Extract text from image or PDF (AI-OCR)

NO IMAGE

  Home > User guide > BOT > How to use the BOT editor > Extention> AI > Extract text from image or PDF (AI-OCR)

Japanese may be displayed on some pages.

App overview

Extract text from images or PDFs by AI-OCR.

Watch a Video   No audio.

Watch in HD

Extended Feature URLcbot-extension://cloud-bot:ai:recognize-image:1
ProviderCloud BOT official
External communicationYes
*This application communicates with Azure Cognitive Services API.
Version1
*This app is open to the public for free as a beta version. Specifications and fee structure may change in the future.

Screen description

Input screen

Extract option

File upload (*1)

Specifies the file from which text extraction is to be performed.

(Supported formats:PDF,JPG/JPG,PNG,BMP,TIFF)

*1 Please specify one or the other.

File URL (*1)

Specify the URL where the file from which the text extraction is to be performed is located.

(Supported formats:PDF,JPG/JPG,PNG,BMP,TIFF)

*1 Please specify one or the other.

Page range

Specifies the page from which text extraction is performed.

* You can specify multiple pages to be extracted, separated by commas (,). (ex: 1,2,5)

* The number of pages to be extracted can be specified with a hyphen (-). (ex: 3-6)

* If an empty value is specified, all pages are covered.

Output format

Specifies the output format of the text.

  • Text: Output the extraction results as a single text data.
  • Layout: Classifies the extraction results into specific categories and outputs them.
  • JSON: Output the extraction results in json format.

Data categories to output (Output format:Displayed only when 'Layout' is selected)

Specify the 'Data category' to be displayed on the results screen.

*For more information on data categories, please click here.
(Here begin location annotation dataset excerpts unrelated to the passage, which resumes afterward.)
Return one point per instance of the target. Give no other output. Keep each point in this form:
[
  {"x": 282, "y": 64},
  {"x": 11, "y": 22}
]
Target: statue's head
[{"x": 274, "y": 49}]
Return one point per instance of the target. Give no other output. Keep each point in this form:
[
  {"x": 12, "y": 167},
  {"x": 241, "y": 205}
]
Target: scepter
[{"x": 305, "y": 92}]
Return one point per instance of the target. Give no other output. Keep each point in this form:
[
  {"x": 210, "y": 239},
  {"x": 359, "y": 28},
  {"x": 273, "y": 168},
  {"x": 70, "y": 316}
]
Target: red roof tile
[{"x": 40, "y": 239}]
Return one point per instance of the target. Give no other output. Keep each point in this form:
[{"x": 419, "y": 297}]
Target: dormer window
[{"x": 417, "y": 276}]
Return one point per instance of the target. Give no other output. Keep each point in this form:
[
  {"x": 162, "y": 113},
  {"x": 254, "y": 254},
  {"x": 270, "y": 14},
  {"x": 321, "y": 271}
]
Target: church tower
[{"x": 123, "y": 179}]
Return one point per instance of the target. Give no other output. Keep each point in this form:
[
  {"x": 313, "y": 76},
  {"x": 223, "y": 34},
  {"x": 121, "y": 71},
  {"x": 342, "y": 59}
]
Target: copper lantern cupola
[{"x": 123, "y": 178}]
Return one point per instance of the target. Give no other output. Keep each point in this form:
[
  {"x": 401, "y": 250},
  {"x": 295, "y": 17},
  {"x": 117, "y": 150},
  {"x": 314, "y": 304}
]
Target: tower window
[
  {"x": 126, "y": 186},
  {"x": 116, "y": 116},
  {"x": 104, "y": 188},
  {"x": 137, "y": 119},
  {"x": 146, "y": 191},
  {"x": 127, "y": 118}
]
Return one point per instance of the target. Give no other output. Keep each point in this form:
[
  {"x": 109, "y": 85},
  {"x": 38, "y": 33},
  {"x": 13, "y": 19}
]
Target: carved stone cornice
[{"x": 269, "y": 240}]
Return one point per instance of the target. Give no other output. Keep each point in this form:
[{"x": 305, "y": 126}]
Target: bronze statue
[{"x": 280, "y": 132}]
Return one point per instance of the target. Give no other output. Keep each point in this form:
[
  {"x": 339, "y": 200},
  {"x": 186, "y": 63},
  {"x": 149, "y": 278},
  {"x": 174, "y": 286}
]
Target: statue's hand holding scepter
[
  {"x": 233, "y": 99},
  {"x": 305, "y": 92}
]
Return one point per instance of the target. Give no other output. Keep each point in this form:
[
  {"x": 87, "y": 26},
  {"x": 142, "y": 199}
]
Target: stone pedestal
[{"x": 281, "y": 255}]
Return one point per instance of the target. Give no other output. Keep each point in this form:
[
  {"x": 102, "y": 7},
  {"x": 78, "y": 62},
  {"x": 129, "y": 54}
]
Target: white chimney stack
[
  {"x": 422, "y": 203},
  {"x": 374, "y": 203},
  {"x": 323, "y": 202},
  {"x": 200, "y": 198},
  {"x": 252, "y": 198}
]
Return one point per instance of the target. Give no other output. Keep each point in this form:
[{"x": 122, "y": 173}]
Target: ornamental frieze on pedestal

Attributes information to output (Output format:Displayed only when 'Layout' is selected)

Specifies 'Attribute information' to be displayed on the results screen.

*For more information on data attributes, please click here.

Result screen

The extraction is complete.

Extraction results are displayed.

Output Format: Additional explanation of "Layout"

When a layout is selected, the extracted results are sorted into the following data categories: "Table," "Title," "Section Heading," "Footnote," "Header," "Footer," "Page number," "Barcode," and "No category" and output.

*AI will automatically determine which data category the extracted data will be classified into.

When "Attributes information to output" is specified, data attribute information such as "Data category" and "Page number" can be output to the Extraction Result screen.

* Only when the data category is "Table", only "page number" will be output as attribute information.